Spectrum Plastics adopts Ticona LCP for LED packages

Oct. 3, 2007
Vectra liquid crystal polymer (LCP) materials from Ticona enable LED packaging from Spectrum Plastics to withstand lead-free soldering.
Injection-molded LED packages for high-brightness lighting applications must withstand temperatures above 260°C during lead-free soldering. They should also be produced in fine detail with great precision.

Spectrum Plastics, a business of Barnes Group Inc based in Ansonia, CT, produces millions of open-cavity LED packages each year.

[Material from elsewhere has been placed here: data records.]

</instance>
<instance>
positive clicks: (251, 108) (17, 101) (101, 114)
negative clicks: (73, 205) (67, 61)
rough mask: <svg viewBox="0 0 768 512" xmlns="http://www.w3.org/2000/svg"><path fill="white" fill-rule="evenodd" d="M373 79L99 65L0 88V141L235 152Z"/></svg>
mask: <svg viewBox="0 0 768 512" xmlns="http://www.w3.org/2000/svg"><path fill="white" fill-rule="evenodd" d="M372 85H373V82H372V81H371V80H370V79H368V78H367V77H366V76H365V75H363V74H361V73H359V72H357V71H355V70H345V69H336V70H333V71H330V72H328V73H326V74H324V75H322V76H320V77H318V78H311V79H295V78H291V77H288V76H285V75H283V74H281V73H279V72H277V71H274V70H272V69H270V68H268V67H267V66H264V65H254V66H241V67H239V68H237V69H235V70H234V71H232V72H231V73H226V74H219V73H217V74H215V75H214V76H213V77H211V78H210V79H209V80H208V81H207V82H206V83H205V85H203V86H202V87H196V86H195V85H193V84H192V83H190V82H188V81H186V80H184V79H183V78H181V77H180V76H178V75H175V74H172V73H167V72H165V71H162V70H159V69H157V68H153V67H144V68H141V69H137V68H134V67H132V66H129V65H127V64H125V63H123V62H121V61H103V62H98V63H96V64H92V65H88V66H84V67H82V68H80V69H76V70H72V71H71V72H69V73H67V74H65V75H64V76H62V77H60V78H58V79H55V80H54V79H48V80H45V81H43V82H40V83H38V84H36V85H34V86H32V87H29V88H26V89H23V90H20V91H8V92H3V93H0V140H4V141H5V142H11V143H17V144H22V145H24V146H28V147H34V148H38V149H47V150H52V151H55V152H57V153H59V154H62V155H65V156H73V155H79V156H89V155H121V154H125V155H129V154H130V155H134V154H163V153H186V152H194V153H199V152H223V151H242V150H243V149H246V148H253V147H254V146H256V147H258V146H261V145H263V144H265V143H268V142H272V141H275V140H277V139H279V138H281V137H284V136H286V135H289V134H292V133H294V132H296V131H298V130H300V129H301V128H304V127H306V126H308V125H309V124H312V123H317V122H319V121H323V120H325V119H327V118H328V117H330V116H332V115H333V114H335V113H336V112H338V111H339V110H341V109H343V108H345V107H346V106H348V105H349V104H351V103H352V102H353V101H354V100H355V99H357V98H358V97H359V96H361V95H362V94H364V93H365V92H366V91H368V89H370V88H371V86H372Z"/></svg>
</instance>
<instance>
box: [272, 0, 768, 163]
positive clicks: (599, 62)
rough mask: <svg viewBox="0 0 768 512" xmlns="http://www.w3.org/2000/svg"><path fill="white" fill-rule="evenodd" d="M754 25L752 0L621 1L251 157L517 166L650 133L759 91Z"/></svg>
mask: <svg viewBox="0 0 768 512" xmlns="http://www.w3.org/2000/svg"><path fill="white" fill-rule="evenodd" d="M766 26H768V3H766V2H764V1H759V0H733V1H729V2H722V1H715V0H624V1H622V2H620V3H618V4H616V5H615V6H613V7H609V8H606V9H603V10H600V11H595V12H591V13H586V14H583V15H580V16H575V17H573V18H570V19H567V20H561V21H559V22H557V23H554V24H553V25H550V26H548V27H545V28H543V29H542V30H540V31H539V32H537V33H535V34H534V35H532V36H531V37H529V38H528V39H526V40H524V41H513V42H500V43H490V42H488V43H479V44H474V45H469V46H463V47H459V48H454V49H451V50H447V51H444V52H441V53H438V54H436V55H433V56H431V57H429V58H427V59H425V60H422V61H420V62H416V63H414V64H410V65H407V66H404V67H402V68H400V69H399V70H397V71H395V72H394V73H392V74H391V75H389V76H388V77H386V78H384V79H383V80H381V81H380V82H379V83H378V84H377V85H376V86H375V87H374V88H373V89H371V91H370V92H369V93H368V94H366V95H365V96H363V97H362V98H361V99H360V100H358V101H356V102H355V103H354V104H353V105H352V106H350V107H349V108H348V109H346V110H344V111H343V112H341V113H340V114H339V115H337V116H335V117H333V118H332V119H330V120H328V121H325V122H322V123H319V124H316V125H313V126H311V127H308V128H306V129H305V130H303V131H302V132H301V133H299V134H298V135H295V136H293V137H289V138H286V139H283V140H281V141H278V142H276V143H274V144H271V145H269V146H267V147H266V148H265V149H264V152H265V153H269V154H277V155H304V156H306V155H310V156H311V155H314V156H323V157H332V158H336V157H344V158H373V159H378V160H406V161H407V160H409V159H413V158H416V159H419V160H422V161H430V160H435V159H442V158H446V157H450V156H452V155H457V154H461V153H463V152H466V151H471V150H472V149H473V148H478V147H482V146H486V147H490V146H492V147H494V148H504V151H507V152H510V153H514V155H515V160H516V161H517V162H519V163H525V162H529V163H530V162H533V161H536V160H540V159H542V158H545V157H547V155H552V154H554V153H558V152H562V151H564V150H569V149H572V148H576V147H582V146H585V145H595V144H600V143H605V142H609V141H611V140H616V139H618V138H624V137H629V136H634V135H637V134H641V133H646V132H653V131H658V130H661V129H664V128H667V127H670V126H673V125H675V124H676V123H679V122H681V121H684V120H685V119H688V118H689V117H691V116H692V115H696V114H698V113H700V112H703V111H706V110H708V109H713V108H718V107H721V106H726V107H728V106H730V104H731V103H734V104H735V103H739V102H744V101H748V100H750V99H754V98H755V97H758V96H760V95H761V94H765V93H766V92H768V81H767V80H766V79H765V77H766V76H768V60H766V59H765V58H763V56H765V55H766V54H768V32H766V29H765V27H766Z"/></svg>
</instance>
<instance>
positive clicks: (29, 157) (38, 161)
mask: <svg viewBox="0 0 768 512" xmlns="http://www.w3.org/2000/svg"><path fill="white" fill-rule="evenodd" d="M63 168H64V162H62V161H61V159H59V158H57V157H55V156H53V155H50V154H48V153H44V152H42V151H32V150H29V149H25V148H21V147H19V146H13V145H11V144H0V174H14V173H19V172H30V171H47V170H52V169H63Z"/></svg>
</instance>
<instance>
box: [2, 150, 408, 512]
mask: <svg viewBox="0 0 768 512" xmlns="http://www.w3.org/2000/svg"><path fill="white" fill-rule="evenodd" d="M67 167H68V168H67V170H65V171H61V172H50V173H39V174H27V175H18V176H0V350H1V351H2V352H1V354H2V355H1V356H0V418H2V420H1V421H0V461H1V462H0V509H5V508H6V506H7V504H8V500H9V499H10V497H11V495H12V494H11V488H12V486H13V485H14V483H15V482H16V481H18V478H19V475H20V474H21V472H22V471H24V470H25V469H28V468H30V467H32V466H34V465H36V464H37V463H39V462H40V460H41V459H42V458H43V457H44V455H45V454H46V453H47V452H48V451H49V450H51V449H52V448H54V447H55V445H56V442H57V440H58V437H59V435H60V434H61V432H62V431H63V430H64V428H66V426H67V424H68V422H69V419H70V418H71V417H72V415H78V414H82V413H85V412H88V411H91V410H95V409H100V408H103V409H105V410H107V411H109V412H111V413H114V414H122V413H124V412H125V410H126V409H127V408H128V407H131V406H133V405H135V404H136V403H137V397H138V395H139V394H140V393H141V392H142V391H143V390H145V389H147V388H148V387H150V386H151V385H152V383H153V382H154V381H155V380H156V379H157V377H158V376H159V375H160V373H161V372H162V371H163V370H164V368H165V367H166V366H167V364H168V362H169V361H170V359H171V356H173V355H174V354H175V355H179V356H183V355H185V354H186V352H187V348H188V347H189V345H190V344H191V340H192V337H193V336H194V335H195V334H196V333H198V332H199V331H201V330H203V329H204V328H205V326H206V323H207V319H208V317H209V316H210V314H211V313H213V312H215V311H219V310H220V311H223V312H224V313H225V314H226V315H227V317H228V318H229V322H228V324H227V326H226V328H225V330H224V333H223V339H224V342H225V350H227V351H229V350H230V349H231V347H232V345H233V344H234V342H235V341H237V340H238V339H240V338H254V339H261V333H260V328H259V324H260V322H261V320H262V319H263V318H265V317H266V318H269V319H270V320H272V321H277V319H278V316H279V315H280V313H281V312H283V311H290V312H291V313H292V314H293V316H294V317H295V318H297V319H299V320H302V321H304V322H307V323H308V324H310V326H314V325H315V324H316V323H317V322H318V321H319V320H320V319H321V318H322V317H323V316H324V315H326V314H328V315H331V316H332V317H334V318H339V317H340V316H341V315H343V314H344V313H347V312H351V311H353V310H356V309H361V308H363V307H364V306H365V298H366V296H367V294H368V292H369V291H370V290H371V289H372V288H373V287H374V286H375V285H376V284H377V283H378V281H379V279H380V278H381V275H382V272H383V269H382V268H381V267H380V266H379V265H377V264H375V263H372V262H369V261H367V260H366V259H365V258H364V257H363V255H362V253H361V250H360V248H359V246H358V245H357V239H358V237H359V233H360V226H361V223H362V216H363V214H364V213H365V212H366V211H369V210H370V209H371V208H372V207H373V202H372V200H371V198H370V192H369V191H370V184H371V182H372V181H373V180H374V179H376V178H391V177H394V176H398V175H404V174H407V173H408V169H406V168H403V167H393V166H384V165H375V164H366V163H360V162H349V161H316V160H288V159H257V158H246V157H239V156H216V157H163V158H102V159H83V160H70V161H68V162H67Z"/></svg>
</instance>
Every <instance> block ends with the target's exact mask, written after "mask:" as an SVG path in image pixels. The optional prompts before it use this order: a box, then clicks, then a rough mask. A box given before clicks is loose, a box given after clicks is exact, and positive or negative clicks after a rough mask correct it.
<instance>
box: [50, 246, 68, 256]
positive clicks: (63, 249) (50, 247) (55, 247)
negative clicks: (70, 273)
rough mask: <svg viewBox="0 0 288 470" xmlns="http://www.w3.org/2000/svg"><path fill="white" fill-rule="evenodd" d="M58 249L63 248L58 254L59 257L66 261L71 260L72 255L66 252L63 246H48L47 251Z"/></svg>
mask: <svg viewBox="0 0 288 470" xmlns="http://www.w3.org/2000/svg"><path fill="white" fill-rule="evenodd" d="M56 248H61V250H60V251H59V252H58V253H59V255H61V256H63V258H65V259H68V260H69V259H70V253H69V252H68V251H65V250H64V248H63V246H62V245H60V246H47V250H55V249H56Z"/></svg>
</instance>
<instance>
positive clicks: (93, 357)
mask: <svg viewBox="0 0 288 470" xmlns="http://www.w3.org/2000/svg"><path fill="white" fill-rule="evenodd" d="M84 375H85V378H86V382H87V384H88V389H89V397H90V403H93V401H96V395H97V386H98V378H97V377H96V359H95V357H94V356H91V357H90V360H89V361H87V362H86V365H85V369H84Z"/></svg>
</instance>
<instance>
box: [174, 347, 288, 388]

The company has now started to use the Vectra® S series liquid crystal polymers (LCP) from Florence, KY-based Ticona, the engineering polymers business of Celanese Corporation.

“Polymer performance is critical for our high-brightness and ultra-high-brightness LED cavities,” says Rob Zimmerman, manager of new technology development at Spectrum Plastics. “These are often used in applications such as automotive lighting, consumer electronics and mobile phone handsets, and must perform reliably for the life of the product.”

The high-flow of Vectra S grades produces LED packages with typical outline dimensions of 2 to 7 mm square, that have complex geometries and tight tolerances. These resins withstand temperatures well above 300°C, and undergo minimal dimensional change in molding and end use. They also have negligible outgassing, so their volatiles do not fog lenses or degrade contacts.

Zimmerman says that Vectra S resins give Spectrum Plastics a unique set of capabilities. “Unlike most other materials, including other LCPs, they provide a wide thermal margin during lead-free reflow soldering. They also give us high yields at high volumes for they have a wide processing window, rapid cycle time and create almost no flash.”

Spectrum Plastics fabricates LED packages in a continuous molding process using its proprietary reel-to-reel technology. This overmolds open cavities onto strips of lead frames in a multi-station line using multi-cavity tools.

The customer then populates the cavities with LED die, wire-bonds the unit, adds a lens (also molded by Spectrum), and stamps the completed package out of the strip.

Spectrum molds the lenses from an optical grade of silicone rubber that withstands reflow soldering. In a process it innovated, Sepctrum overmolds lenses on metal rings on a stainless steel strip. The ring supports the lens when the customer assembles it to the LCP cavities. The use of lead-frame molding principles provides for a high-volume, automated process that minimizes part handling and enhances quality.